Decision Trees
What is a decision tree?
A decision tree model, also called a partition model, is a flexible method for developing models for classification and prediction. A decision tree consists of a set of conditional rules that lead to a prediction.
How do you build a decision tree?
To build a decision tree, begin by splitting the observed data into two partitions, based on the value of one of the predictors. You find the predictor variable and the split value for this predictor by examining all possible predictors and sorted splits. The chosen predictor variable and split value is the one that results in the most dissimilar predicted probabilities for a categorical response or the most dissimilar predicted response for a continuous response.
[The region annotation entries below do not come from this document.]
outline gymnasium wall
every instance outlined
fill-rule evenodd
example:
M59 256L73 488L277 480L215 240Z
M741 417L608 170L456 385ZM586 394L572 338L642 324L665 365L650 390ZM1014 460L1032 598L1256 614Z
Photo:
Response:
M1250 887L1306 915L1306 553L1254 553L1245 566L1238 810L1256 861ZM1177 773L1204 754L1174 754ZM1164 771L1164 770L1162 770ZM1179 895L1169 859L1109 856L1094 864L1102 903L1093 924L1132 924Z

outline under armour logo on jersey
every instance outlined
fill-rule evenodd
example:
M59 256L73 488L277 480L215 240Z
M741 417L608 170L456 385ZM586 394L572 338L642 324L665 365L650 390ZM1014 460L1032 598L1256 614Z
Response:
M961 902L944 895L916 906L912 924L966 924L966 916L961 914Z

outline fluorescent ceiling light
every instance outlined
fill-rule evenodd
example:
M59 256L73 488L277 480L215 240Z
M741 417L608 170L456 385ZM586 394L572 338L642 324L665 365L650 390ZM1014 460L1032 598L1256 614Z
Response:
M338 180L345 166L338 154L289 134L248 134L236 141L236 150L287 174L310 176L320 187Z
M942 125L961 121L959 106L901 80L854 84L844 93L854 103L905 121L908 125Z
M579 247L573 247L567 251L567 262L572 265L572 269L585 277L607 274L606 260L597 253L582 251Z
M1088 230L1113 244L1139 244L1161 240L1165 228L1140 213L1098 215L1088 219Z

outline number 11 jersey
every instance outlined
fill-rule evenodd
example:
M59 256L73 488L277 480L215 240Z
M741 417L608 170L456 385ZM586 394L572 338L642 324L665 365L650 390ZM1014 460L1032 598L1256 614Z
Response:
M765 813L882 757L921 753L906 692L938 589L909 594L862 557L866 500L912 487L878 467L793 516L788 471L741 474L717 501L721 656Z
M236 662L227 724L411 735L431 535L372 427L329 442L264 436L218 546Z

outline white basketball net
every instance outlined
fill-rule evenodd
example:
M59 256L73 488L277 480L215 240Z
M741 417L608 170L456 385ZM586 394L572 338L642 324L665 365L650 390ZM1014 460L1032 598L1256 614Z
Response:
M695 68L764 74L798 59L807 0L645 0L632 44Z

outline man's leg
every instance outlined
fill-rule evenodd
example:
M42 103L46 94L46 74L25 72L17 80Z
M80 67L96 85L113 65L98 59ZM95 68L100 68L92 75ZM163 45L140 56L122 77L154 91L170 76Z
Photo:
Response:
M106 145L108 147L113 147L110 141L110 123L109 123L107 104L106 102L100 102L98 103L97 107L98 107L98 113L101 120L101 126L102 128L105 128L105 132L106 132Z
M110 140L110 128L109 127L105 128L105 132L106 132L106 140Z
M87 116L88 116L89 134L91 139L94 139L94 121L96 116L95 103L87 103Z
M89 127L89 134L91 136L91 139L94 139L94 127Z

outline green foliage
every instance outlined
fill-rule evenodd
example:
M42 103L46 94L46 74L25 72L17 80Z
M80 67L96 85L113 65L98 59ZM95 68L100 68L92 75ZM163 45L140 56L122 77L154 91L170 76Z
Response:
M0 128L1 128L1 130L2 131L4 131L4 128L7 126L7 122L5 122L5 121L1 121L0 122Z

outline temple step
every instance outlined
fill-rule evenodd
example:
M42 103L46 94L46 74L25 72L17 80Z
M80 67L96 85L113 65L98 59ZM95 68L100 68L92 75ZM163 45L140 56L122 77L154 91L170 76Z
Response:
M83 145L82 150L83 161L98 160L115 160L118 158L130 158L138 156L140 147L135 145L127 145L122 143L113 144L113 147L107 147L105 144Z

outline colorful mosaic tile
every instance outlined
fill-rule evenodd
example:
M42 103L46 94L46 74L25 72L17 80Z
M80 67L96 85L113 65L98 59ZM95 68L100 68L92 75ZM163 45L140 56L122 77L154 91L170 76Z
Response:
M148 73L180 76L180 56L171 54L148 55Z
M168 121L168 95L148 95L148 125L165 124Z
Then you repeat the process. In all partitions, select a predictor variable and split value for this predictor that results in the biggest difference in predicted probabilities or mean response. You could continue the process until every split contained just one observation; that model, however, would overfit the data. Instead, you should fit the model on a training set and compare fit statistics on a validation set at each split in the tree. You might choose to stop when the next 10 splits do not produce an improvement in your chosen fit statistic, then prune the tree (combining splits together) back to the best fit statistic on the validation set.
Learn how to fit a decision tree in JMP
https://www.youtube.com/watch?v=rwy54EksLZ4
- To see more quality and reliability JMP tutorials, visit JMP's Data Analysis and Modeling playlist on YouTube.
- To follow along using the sample data included with the software, download a free trial of JMP.
What are the advantages and disadvantages of decision trees?
Advantages
- Trees can model continuous or categorical responses.
- Trees do a good job of identifying important predictors.
- Trees can identify operating windows – regions of the predictor space that provide good results.
- Trees are intuitive to understand.
- Trees are not affected by outliers – outliers form their own nodes.
Disadvantages
- Care must be taken to avoid overfitting.
- Trees are unstable – a small data change can dramatically alter the model.
- The prediction formula is often large and complicated.
- Predictions are relatively inaccurate compared with other predictive models.
- A very important predictor is able to stop other predictors from being involved in splits.
Trees can be modified to improve predictions.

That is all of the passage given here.